Nous sommes seuls sur le parking du gite de la Tinette (sept. 2011 : interdiction de stationner sur ce parking ; après renseignement auprès des propriétaires, stationnement accepté juste après le hangar au début du sentier mais une ou deux places seulement) dans le hameau de Contadour, commune de Redortiers. Un vent frais léger et une température de début de printemps nous accompagnent. Le sentier agricole longe des champs de lavande bien alignés. La balade débute par le GR bien balisé ; de nombreux arbres sont tombés en travers du chemin, sans doute écrasés par le poids de la neige ou abattus par le vent : à ma grande surprise, il y a encore des monticules de neige ça et là malgré le printemps qui est là depuis bientôt un mois.
La météo aujourd’hui à cet endroit
Avec la température ressentie
La première bergerie de pierre sèche est à peine reconnaissable.

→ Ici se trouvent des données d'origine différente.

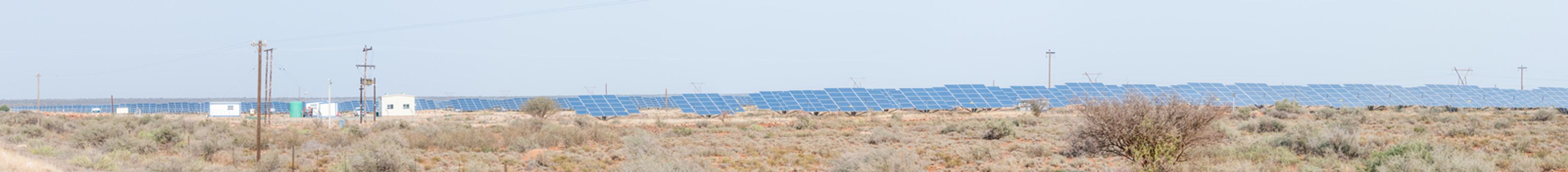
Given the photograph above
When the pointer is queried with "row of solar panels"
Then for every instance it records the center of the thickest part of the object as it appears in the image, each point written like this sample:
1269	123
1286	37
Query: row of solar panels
977	96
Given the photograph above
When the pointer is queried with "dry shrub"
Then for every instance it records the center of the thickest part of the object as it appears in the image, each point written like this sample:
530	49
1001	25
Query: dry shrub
540	107
209	141
174	165
1288	107
1264	126
1542	115
1280	115
452	137
383	154
95	162
1316	140
645	155
1418	157
879	160
131	144
1152	134
1340	113
882	137
998	130
1037	107
96	134
1244	113
532	134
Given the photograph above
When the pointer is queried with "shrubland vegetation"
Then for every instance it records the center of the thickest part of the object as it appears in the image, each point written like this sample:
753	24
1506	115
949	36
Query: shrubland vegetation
1140	134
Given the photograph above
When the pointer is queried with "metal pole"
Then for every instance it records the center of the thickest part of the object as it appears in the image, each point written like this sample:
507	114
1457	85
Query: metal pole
1050	55
38	104
1522	77
259	68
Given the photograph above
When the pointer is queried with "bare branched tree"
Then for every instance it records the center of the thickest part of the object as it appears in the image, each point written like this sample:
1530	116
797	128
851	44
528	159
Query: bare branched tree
540	107
1155	134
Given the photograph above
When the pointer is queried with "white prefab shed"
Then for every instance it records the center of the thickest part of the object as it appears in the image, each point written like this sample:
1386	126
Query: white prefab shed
223	110
397	105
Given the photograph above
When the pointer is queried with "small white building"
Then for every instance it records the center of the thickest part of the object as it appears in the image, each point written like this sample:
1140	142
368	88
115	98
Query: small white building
223	110
322	109
397	105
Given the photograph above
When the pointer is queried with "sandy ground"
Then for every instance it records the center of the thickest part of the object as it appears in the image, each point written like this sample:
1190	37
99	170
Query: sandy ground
11	162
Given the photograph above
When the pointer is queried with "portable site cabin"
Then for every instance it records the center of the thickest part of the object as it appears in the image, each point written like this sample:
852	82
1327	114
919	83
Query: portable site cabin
397	105
223	110
322	109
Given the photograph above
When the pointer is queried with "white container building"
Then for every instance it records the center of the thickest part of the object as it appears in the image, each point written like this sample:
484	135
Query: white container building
397	105
223	110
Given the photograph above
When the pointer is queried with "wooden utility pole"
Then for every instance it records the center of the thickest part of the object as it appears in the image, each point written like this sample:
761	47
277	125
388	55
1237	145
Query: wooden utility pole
1092	77
259	71
1464	76
364	80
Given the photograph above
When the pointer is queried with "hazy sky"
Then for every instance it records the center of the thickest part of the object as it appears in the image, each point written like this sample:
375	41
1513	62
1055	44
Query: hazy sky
165	48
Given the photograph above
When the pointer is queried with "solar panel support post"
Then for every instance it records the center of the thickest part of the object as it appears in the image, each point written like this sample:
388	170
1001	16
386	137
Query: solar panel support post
1522	77
1464	76
1050	55
38	102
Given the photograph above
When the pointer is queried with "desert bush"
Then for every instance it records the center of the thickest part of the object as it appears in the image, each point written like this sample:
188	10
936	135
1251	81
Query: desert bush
1081	144
803	124
1032	149
681	132
1244	113
882	137
539	134
270	163
96	134
1318	140
1280	115
452	137
1418	157
640	144
1264	126
93	162
131	144
1037	107
1338	113
386	126
1520	163
1542	115
879	160
1288	105
998	130
1152	134
645	154
540	107
206	143
174	165
383	154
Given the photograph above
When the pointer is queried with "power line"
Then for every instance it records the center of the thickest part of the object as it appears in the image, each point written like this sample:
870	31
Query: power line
468	21
198	55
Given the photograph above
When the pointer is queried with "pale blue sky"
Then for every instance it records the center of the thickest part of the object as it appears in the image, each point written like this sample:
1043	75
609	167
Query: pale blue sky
154	48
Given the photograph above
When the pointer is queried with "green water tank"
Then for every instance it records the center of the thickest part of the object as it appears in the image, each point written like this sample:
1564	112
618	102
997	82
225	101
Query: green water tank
295	110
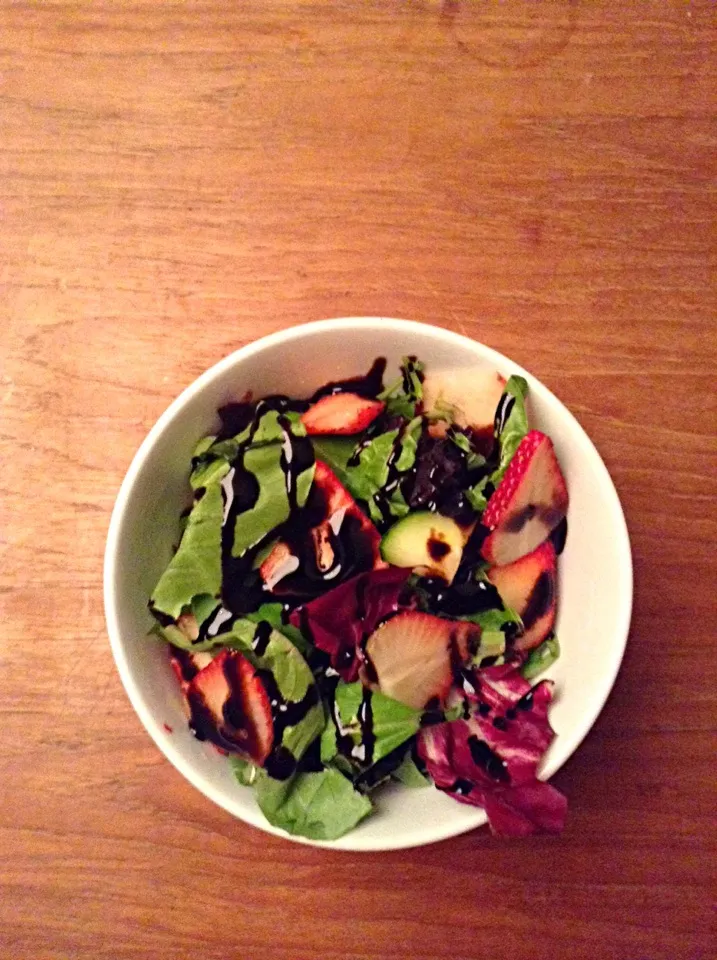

Le Jas des Terres du Roux, classé monument historique, a été restauré dans la plus pure tradition de la pierre sèche. L’abri de berger carré jouxte la bergerie : dans une petite niche à l’intérieur du mur, le berger pouvait stocker de la nourriture. Il y a même des traces d’enduit sur les murs et des trous qui devaient accueillir des poutres pour un plancher intermédiaire où l’on entreposait du fourrage. L’espace bergerie, long d’une quinzaine de mètres et compartimenté en 4 pièces, chacune couverte d’une coupole encorbellée repose sur des arcs en plein cintre un peu comme dans les églises ; la paille fraiche atteste qu’elle accueille toujours les moutons. La toiture de lauzes (larges dalles plates) est disposée de façon à rejeter les eaux de pluie et déborde largement en corniche : sous celle-ci, une gouttière recueillait les eaux de pluie et les conduisait dans la grande citerne à l’entrée.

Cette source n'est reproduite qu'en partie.